Adriana F. Alburquerque tiene 39 años pero cuando se echa a andar, uno piensa que se trata de una mujer de más de 80 años. Reside en el segundo piso de una finca sin ascensor y bajar las escaleras es casi una proeza que no está dispuesta a superar todos los días. Por lo que vive en un confinamiento casi perpetuo y su vida social se ha reducido a la mínima expresión. Hace tres años le diagnosticaron fibromialgia y cansancio crónico, que viene acompañado de una depresión que arrastraba del pasado, pero se ha agudizado con el declive de su estado físico. «Vivo con dolor las 24 horas del día. Esto no es vida. De verdad que no sé por qué tengo que vivir. He llegado a pensar que lo mejor es tirarme por la ventana y acabar con todo», llega a confesar entre lágrimas.
Adriana apunta a que desde niña la han llamado en casa, el colegio y en el trabajo «la pupas». Al menos ahora sabe que su situación tiene una causa, un nombre: fibromialgia. «Siempre he tenido dolor en las articulaciones, pero los médicos lo achacaban a mi hiperlaxitud -mayor flexibilidad en las articulaciones, músculos, cartílagos y tendones- y a mis problemas con la ansiedad, con la que batallo desde adolescente. Y ahí está uno de mis escollos. Los médicos ven este trastorno en mi expediente y achacan todos mis males a la ansiedad. No es así. Tenía algo más», denuncia Adriana.
De los dolores pasó a los problema de colon. Pero Adriana sufría del estómago desde la infancia. Y ya saben que le llamaban 'la pupas'. Llegó un momento en el que llegó a ir 14 veces al baño; algunas no le daba tiempo a llegar. «Incluso en la calle me lo he hecho encima», recuerda sonrojada. Se quedó en los huesos y pasó a usar la talla 32. Físicamente parecía un cadáver. Y aún así el diagnóstico inicial fue intolerancia al gluten. Más tarde pasaron al colon irritable.
El siguiente pasó en su calvario fueron las caídas continuas, sin obstáculos visibles. Un par de esguinces, incluso se fracturó una costilla al girarse para coger una bolsa del asiento trasero de su coche. Eso fue en octubre en 2019, y vino acompañado de la dificultad a la hora de comunicarse. Estuvo más de un año de baja. Finalmente le diagnosticaron fibromialgia, la llamada enfermedad invisible debido a que no se puede observar una causa aparente de este dolor. Muchos pacientes la describen como un «dolor de pies a cabeza». El de Adriana es de grado 3. Para algunos se estanca, e otros evoluciona. «Lo mío es una película de terror», apostilla esta joven.

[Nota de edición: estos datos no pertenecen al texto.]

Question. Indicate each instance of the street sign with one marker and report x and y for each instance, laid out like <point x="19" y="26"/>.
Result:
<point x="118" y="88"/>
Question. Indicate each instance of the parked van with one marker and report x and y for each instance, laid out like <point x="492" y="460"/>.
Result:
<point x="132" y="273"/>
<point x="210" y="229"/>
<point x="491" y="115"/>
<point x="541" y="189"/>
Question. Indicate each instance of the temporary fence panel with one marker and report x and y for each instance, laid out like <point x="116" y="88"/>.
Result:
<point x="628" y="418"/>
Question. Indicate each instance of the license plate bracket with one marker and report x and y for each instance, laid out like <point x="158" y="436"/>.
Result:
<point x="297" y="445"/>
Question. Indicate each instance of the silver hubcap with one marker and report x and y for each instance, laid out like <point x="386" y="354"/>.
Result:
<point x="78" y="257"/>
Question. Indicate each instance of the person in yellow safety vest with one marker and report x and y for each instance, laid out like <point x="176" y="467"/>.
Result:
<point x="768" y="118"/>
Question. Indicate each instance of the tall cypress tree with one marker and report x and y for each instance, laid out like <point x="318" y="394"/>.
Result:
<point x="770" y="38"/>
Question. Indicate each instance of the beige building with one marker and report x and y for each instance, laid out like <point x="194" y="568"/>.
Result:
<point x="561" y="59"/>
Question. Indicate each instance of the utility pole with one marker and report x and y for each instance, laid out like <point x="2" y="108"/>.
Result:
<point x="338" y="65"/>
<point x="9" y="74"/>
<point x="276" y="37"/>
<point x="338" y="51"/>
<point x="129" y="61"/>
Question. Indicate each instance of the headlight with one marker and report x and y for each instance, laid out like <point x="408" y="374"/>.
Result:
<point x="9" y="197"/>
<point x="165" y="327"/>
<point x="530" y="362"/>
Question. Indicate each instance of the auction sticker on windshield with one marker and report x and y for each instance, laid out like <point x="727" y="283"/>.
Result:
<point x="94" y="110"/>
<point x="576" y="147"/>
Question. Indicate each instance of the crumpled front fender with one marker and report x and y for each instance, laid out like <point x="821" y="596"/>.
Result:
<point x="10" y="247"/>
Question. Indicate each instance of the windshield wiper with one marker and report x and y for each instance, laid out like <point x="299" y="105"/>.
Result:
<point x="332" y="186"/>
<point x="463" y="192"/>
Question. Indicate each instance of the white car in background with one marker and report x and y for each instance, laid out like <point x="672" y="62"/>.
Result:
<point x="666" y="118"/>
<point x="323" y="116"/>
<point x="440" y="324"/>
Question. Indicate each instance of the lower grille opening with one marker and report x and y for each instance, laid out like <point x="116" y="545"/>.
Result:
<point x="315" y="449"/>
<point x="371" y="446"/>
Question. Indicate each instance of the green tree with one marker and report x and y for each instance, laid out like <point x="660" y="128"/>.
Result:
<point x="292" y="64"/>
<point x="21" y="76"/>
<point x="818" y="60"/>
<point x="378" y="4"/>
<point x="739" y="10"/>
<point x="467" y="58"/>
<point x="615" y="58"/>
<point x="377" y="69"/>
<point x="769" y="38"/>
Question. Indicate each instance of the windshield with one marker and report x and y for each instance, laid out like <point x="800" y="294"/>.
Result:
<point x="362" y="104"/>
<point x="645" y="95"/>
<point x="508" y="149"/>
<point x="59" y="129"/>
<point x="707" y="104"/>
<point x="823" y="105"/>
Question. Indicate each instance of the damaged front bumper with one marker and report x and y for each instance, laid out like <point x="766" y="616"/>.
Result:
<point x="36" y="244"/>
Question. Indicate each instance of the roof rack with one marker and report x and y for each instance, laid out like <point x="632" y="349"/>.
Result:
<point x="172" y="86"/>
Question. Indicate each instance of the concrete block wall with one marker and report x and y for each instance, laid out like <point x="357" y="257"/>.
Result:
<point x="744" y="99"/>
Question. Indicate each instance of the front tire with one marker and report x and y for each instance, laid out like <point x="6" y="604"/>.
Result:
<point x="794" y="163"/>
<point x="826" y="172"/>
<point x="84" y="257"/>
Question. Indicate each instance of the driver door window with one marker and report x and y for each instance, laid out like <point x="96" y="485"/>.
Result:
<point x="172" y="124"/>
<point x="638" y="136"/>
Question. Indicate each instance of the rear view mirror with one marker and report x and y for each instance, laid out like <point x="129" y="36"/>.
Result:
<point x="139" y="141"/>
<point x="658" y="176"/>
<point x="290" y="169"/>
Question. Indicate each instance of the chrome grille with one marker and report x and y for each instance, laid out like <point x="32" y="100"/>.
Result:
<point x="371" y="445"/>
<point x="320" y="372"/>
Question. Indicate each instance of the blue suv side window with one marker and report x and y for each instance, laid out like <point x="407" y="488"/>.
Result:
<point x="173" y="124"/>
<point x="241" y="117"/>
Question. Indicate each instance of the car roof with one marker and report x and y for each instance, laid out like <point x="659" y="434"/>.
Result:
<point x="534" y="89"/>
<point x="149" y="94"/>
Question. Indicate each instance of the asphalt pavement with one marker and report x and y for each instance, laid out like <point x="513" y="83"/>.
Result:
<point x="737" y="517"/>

Adriana volvió a su trabajo de auxiliar de enfermería en abril del año pasado. Pero lo hizo ayudada por bastones de montaña. A su empresa no le sentó bien. «Pero qué iba a hacer, si no me puedo sostener por mí misma. Ahora ya voy con muletas, si no no puedo levantarme». Con la fibromialgia diagnosticada y un 52 por ciento de discapacidad acreditada, esta joven seguía acudiendo al psiquiatra porque presentaba ideas autolíticas, o lo que es lo mismo, pensaba en el suicidio como una salida a su situación. En noviembre de 2021 volvieron a darle la baja.
En marzo recibió un nuevo jarro de agua fría. El juicio para lograr la incapacidad permanente falló en su contra. «El informe de la forense era demoledor. Sin haberme conocido apunta a que puedo trabajar, sin sentarse ni un minuto conmigo. Llega a decir que no voy habitualmente al psiquiatra. Si me han recetado el segundo antidepresivo más fuerte que hay en el mercado», critica Alburquerque, al tiempo que arremete contra el INSS: «no quiero estar así. Me hacen sentir como tengo cuento. En otras comunidades te dan más facilidades. Aquí no. Te hunden. Es un trato inhumano. Pero de verdad se creen que yo quiero vivir así, en el cuerpo de una anciana, sin dormir por la noche, pero metiéndome en la cama a las 11 de la mañana porque el cuerpo no me aguanta».
El 29 de noviembre se acaba su baja. Entonces verá si el tribunal médico le obliga a volver a trabajar, para lo que, asegura, «no estoy preparada»; o le amplían la baja seis meses más. «Convivo con el dolor y la incertidumbre. Nadie se merece algo así», finaliza.